Iran possibly shot down Ukrainian plane, believe US and allies
On Wednesday, a Ukrainian airliner went down shortly after taking off from Tehran, killing all 176 people on-board. And now, in what qualifies as a fresh twist to the tragic accident, the United States and its allies believe an Iranian missile shot the passenger aircraft, albeit by mistake. Though Iran has refuted these assertions, it has invited adversary US to participate in the investigation.
Context: Iran attacked Iraqi bases. Shortly, Ukrainian plane crashed
The Boeing 737 aircraft, belonging to Ukraine International Airlines, crashed en route Kyiv from Imam Khomeini International Airport. It caught flames and landed on a farm, with debris scattered everywhere. Just before the crash, Iran attacked two Iraqi bases, which housed US forces. The Islamic nation struck soldiers to avenge the death of its top commander Qasem Soleimani, whom the US killed in an airstrike.
US officials told media about their suspicions
The timing of the crash and attack led to experts framing conspiracy theories. Some of their fears found validation when unnamed US officials told American media that Iran may have shot down the plane. US intelligence sources told CBS News a satellite caught "infrared blips of two missile launches", which was followed by a blip of an explosion.
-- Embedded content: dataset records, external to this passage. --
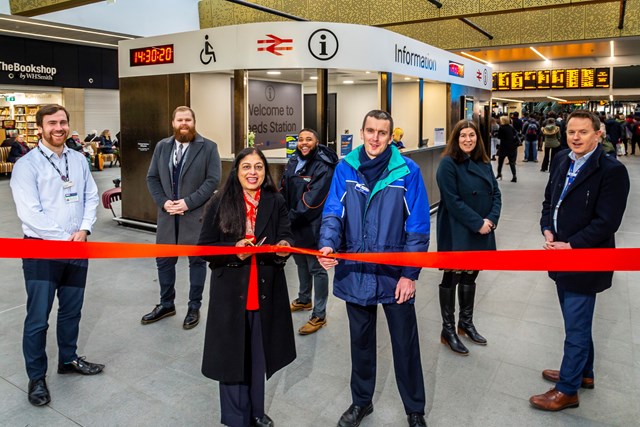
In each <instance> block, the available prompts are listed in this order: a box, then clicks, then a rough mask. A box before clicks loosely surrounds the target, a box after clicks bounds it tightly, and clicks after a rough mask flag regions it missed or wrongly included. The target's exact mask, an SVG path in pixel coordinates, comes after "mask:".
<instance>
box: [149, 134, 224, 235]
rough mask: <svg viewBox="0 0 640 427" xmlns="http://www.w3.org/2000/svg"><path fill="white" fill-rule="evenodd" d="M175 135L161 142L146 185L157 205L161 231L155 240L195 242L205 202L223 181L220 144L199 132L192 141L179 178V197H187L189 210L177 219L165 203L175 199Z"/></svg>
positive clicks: (154, 150)
mask: <svg viewBox="0 0 640 427" xmlns="http://www.w3.org/2000/svg"><path fill="white" fill-rule="evenodd" d="M174 150H175V139H174V137H173V136H171V137H169V138H165V139H163V140H162V141H160V142H158V145H156V148H155V150H154V152H153V158H152V159H151V164H150V165H149V172H148V173H147V186H148V187H149V192H150V193H151V197H153V200H154V201H155V203H156V205H157V206H158V221H157V224H158V230H157V233H156V243H164V244H182V245H195V244H197V243H198V238H199V237H200V229H201V228H202V223H201V222H200V218H201V217H202V214H203V209H204V205H205V203H206V202H207V201H208V200H209V199H210V198H211V196H212V195H213V192H214V191H215V190H216V188H217V187H218V184H219V183H220V174H221V169H222V168H221V165H220V155H219V154H218V146H217V145H216V143H215V142H213V141H211V140H209V139H206V138H203V137H202V136H200V135H199V134H197V135H196V138H195V140H193V141H192V142H190V143H189V148H188V149H187V151H186V152H185V154H184V155H185V156H186V157H185V158H184V161H183V165H182V170H181V171H180V177H179V179H178V197H177V199H184V201H185V203H186V204H187V206H188V207H189V210H188V211H186V212H185V213H184V215H179V216H178V224H179V225H178V233H176V220H175V218H174V216H172V215H169V214H168V213H167V212H166V211H165V210H164V204H165V202H166V201H167V200H171V199H172V195H173V187H172V175H173V154H174Z"/></svg>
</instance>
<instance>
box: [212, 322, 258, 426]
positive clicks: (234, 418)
mask: <svg viewBox="0 0 640 427" xmlns="http://www.w3.org/2000/svg"><path fill="white" fill-rule="evenodd" d="M245 317H246V321H245V325H246V333H245V337H246V343H245V372H246V375H245V379H244V381H242V382H239V383H222V382H221V383H220V412H221V414H222V416H221V419H220V422H221V423H222V424H224V425H226V426H230V427H248V426H249V424H250V422H251V419H252V418H256V417H257V418H262V416H263V415H264V382H265V370H266V369H265V361H264V345H263V343H262V327H261V325H260V312H259V311H246V312H245Z"/></svg>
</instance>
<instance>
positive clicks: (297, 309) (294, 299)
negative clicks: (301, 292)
mask: <svg viewBox="0 0 640 427" xmlns="http://www.w3.org/2000/svg"><path fill="white" fill-rule="evenodd" d="M302 310H307V311H308V310H311V301H309V302H300V301H298V298H296V299H294V300H293V301H291V311H292V312H294V311H302Z"/></svg>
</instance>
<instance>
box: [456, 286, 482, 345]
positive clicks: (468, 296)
mask: <svg viewBox="0 0 640 427" xmlns="http://www.w3.org/2000/svg"><path fill="white" fill-rule="evenodd" d="M467 277H468V276H467ZM475 295H476V285H475V283H473V284H469V283H464V284H463V283H460V285H458V300H459V301H460V319H459V320H458V334H459V335H460V336H463V335H466V336H468V337H469V339H470V340H471V341H473V342H474V343H476V344H480V345H487V340H486V339H485V338H484V337H483V336H482V335H480V334H479V333H478V331H477V330H476V327H475V326H474V324H473V308H474V307H473V306H474V300H475Z"/></svg>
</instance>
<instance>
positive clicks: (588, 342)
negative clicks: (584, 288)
mask: <svg viewBox="0 0 640 427" xmlns="http://www.w3.org/2000/svg"><path fill="white" fill-rule="evenodd" d="M558 300H559V301H560V309H561V310H562V317H563V318H564V333H565V338H564V355H563V356H562V365H561V366H560V381H558V383H557V384H556V388H557V389H558V390H560V391H561V392H563V393H564V394H568V395H574V394H576V393H577V392H578V389H579V388H580V385H581V383H582V378H583V377H585V378H593V359H594V355H595V353H594V349H593V340H592V339H591V327H592V324H593V311H594V309H595V306H596V294H578V293H575V292H569V291H566V290H562V289H558Z"/></svg>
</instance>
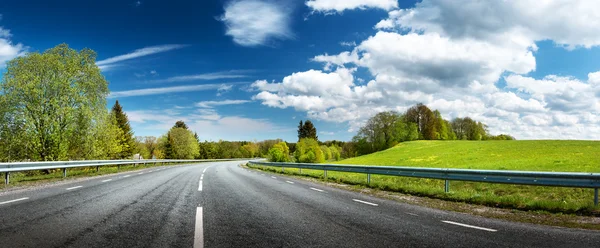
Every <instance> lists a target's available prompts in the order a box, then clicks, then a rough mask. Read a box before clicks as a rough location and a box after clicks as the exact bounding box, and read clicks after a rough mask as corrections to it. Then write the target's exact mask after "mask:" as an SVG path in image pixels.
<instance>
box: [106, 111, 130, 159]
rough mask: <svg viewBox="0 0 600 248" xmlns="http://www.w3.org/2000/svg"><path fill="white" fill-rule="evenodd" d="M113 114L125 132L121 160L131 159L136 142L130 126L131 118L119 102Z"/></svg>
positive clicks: (119, 154) (111, 111) (124, 131)
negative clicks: (125, 113)
mask: <svg viewBox="0 0 600 248" xmlns="http://www.w3.org/2000/svg"><path fill="white" fill-rule="evenodd" d="M111 114H112V115H114V116H115V119H116V120H117V125H118V126H119V128H120V129H121V130H122V131H123V139H122V140H121V147H122V150H121V153H120V154H119V156H118V157H119V158H131V156H132V155H133V151H134V150H135V140H134V138H133V130H131V126H130V125H129V118H128V117H127V114H125V113H124V112H123V108H122V107H121V105H120V104H119V100H117V101H116V102H115V105H114V106H113V108H112V111H111Z"/></svg>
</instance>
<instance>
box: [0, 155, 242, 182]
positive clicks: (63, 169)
mask: <svg viewBox="0 0 600 248" xmlns="http://www.w3.org/2000/svg"><path fill="white" fill-rule="evenodd" d="M237 160H247V159H138V160H131V159H130V160H77V161H46V162H16V163H0V173H2V172H4V183H5V184H9V183H10V173H11V172H20V171H32V170H52V169H63V177H66V176H67V169H68V168H78V167H96V171H98V170H99V169H100V166H109V165H117V166H118V169H120V168H121V165H130V164H134V165H135V164H143V165H145V164H156V163H193V162H218V161H237Z"/></svg>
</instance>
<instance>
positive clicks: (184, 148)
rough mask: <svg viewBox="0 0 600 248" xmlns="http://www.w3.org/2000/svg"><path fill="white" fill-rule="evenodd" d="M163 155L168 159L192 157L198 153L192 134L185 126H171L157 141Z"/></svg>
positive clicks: (196, 145)
mask: <svg viewBox="0 0 600 248" xmlns="http://www.w3.org/2000/svg"><path fill="white" fill-rule="evenodd" d="M159 146H160V147H161V150H164V151H165V157H166V158H169V159H193V158H195V157H197V156H198V155H199V152H200V149H199V146H198V142H197V141H196V139H195V138H194V134H193V133H192V132H191V131H190V130H187V129H185V128H180V127H173V128H171V130H169V132H167V135H164V136H163V137H161V140H160V142H159Z"/></svg>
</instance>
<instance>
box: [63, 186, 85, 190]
mask: <svg viewBox="0 0 600 248" xmlns="http://www.w3.org/2000/svg"><path fill="white" fill-rule="evenodd" d="M82 187H83V186H75V187H71V188H67V190H73V189H78V188H82Z"/></svg>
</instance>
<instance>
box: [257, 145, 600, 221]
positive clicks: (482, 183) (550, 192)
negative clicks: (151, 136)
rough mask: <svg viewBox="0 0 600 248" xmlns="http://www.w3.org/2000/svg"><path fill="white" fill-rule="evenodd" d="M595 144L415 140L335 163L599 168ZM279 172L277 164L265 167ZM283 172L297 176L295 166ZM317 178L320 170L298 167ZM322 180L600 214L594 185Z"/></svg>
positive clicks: (454, 166) (449, 199) (388, 190)
mask: <svg viewBox="0 0 600 248" xmlns="http://www.w3.org/2000/svg"><path fill="white" fill-rule="evenodd" d="M599 155H600V142H595V141H414V142H405V143H401V144H399V145H398V146H396V147H394V148H391V149H388V150H385V151H381V152H378V153H373V154H370V155H366V156H361V157H356V158H351V159H346V160H342V161H339V162H336V163H339V164H361V165H392V166H414V167H435V168H462V169H488V170H529V171H557V172H558V171H564V172H600V157H599ZM264 169H266V170H271V171H275V172H280V171H281V169H280V168H267V167H265V168H264ZM285 172H286V173H289V174H296V175H300V174H299V170H298V169H286V170H285ZM302 175H304V176H311V177H315V178H322V177H323V171H315V170H302ZM327 177H328V178H327V180H330V181H336V182H340V183H346V184H352V185H359V186H361V187H362V186H364V187H371V188H376V189H381V190H388V191H396V192H401V193H406V194H411V195H416V196H424V197H431V198H438V199H444V200H449V201H461V202H467V203H474V204H480V205H486V206H493V207H502V208H513V209H520V210H535V211H547V212H554V213H570V214H581V215H595V216H600V208H598V207H595V206H594V205H593V189H579V188H561V187H537V186H526V185H510V184H490V183H474V182H460V181H452V182H451V183H450V192H449V193H445V192H444V181H443V180H435V179H419V178H408V177H393V176H379V175H373V176H371V184H370V185H367V184H366V175H364V174H355V173H343V172H332V171H330V172H328V173H327Z"/></svg>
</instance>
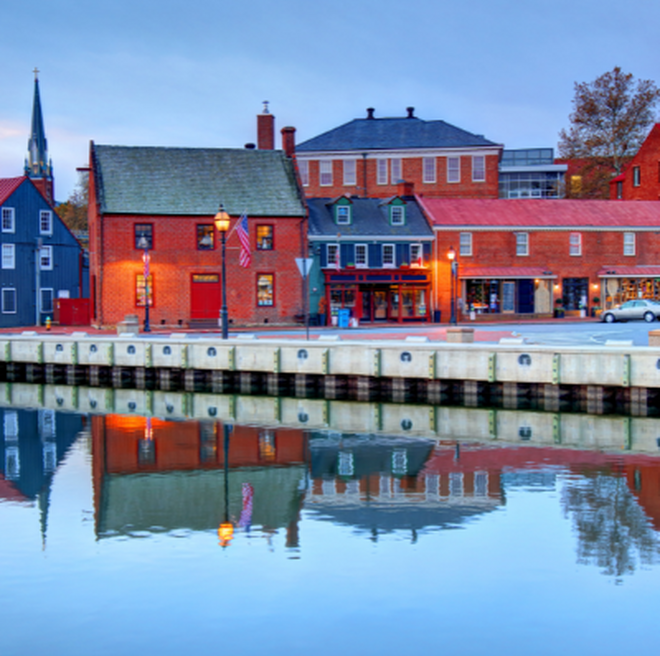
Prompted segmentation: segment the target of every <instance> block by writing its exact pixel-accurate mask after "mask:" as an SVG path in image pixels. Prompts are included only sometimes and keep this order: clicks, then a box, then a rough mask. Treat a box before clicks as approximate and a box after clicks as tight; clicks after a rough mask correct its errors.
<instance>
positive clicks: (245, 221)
mask: <svg viewBox="0 0 660 656" xmlns="http://www.w3.org/2000/svg"><path fill="white" fill-rule="evenodd" d="M236 232H237V233H238V239H239V241H240V242H241V254H240V255H239V257H238V261H239V264H240V265H241V266H242V267H249V266H250V263H251V262H252V253H251V252H250V235H249V233H248V226H247V214H246V213H243V216H241V218H240V219H239V220H238V225H237V226H236Z"/></svg>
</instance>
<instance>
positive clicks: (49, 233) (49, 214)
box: [39, 210, 53, 235]
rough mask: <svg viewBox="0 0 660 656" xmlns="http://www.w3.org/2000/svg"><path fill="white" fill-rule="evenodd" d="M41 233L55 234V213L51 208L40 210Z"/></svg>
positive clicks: (46, 234)
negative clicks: (53, 219) (40, 210)
mask: <svg viewBox="0 0 660 656" xmlns="http://www.w3.org/2000/svg"><path fill="white" fill-rule="evenodd" d="M39 234H42V235H52V234H53V213H52V212H51V211H50V210H41V211H40V212H39Z"/></svg>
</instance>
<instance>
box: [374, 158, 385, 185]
mask: <svg viewBox="0 0 660 656" xmlns="http://www.w3.org/2000/svg"><path fill="white" fill-rule="evenodd" d="M376 183H377V184H387V160H386V159H378V160H376Z"/></svg>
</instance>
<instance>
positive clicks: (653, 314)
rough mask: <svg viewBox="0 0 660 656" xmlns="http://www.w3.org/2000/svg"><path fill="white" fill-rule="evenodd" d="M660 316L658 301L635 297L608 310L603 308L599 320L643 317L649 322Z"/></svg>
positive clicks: (658, 301)
mask: <svg viewBox="0 0 660 656" xmlns="http://www.w3.org/2000/svg"><path fill="white" fill-rule="evenodd" d="M658 317H660V301H655V300H653V299H641V298H640V299H636V300H634V301H626V302H625V303H621V305H617V306H615V307H613V308H610V309H608V310H603V311H602V312H601V314H600V320H601V321H605V323H613V322H614V321H630V320H631V319H644V321H646V322H648V323H651V322H652V321H655V320H656V319H657V318H658Z"/></svg>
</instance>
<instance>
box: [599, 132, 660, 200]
mask: <svg viewBox="0 0 660 656" xmlns="http://www.w3.org/2000/svg"><path fill="white" fill-rule="evenodd" d="M610 198H611V199H612V200H660V123H656V124H655V125H654V126H653V129H652V130H651V132H650V133H649V136H648V137H646V139H645V140H644V143H643V144H642V145H641V147H640V149H639V151H637V154H636V155H635V156H634V157H633V158H632V160H631V162H630V164H629V165H628V167H627V168H626V170H625V171H624V172H623V173H622V174H621V175H618V176H617V177H616V178H614V179H613V180H612V181H611V182H610Z"/></svg>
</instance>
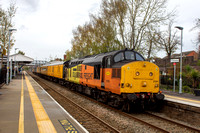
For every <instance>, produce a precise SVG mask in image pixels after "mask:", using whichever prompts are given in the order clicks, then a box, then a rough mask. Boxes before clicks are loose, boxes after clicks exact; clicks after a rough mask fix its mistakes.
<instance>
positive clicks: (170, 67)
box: [154, 50, 199, 75]
mask: <svg viewBox="0 0 200 133" xmlns="http://www.w3.org/2000/svg"><path fill="white" fill-rule="evenodd" d="M198 58H199V54H198V53H197V52H196V51H194V50H193V51H185V52H182V63H183V66H185V65H187V64H189V65H191V66H196V65H197V61H198ZM171 59H179V60H180V54H173V55H171ZM154 63H155V64H156V65H158V66H159V68H160V72H161V74H163V73H164V75H165V74H166V73H169V72H170V71H171V69H173V67H172V66H173V64H172V63H171V61H170V59H169V58H168V56H166V57H164V58H156V59H155V62H154ZM179 66H180V64H179V63H177V70H178V69H179Z"/></svg>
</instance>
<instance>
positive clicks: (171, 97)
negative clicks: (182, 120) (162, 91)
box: [165, 94, 200, 103]
mask: <svg viewBox="0 0 200 133" xmlns="http://www.w3.org/2000/svg"><path fill="white" fill-rule="evenodd" d="M165 96H166V97H168V98H174V99H179V100H184V101H190V102H194V103H200V101H197V100H191V99H187V98H180V97H175V96H169V95H166V94H165Z"/></svg>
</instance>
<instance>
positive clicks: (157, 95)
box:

President Donald Trump concurred too.
Someone may have made a mistake, said Trump
Trump didn't say anything explicitly but strongly hinted towards it. "I have my suspicions. It was flying in a pretty rough neighborhood and somebody could have made a mistake," the US President said. Videos from site further confirmed this theory. CNN said a missile was fired in Tehran sky and it struck an object. US believes two Russian made SA-15 surface-to-air missiles were used.
Something very terrible happened: Trump
"It was flying in a pretty rough neighbourhood"— BBC News (World) (@BBCWorld) January 9, 2020
US President Donald Trump says he "has his suspicions" about what happened to the Ukrainian plane that crashed near Tehran, after US officials say Iran may have mistakenly shot it downhttps://t.co/MNwEcG5C10 pic.twitter.com/N6hKjLUK67
Like Trump, Trudeau also pointed finger at Iran
Another fact which lent more ground to US suspicions was the large field of debris. Planes that usually go down due to mechanical failures have narrower debris fields. The tragic incident also killed 63 Canadians, and Prime Minister Justin Trudeau is seeking answers. On Thursday, he said several intelligence sources indicated at Iran's involvement. "We know this may have been unintentional," he added.
Like Canada, Ukraine is also seeking the truth
Trudeau's statement was seconded by his British counterpart, Boris Johnson who claimed a "body of information" confirmed Iranian missile caused the crash. With Western leaders speaking up, Ukrainian President Volodymyr Zelensky posted a request on social media urging the US, Canada, and Iran to share information. "We ask all our international partners to assist the investigation and provide any relevant evidence that they may have," his office said.
But Iran is sure the plane wasn't hit by missile
However, Iran has another explanation. The initial investigation report said a radio call was never made and that the pilot was trying to return to the airport when the aircraft caught fire. Ali Abedzadeh, head of Iran's Civil Aviation Organization, asked, "How would the antiaircraft system shoot it? It wasn't a security area." Had a missile hit the plane, it would've exploded, Abedzadeh contended.
No missiles found at site, will conduct probe: Iranian officials
Abedzadeh also claimed dozens of aircraft were flying at an altitude of 25,000 feet when the crash happened. Hassan Rezaifar, head of Iran's Civil Aviation Organization commission for accident investigation, said no missile was found at the crash site. And the spokesperson for the Iranian government, Ali Rabiei, said the country will conduct a transparent, quick, and precise investigation.
Iran is certain the missile theory is a big lie
"Pentagon source who didn't want to reveal their name bombastically reported the news that the Ukrainian plane was hit by two missiles. When in the future it turns out that there is no truth, no one will take responsibility for this big lie," Rabiei added.
Keeping animosity aside, Iran invited US to participate in probe
In a bid to put all doubts to rest, Iran has invited US National Transportation Safety to participate in the probe and the agency has designated a representative for the same. This assumes significance as Iran and the US are on the verge of war after Soleimani's killing. Iran has also notified Canada, Sweden, and Afghanistan, as their citizens died in the accident too.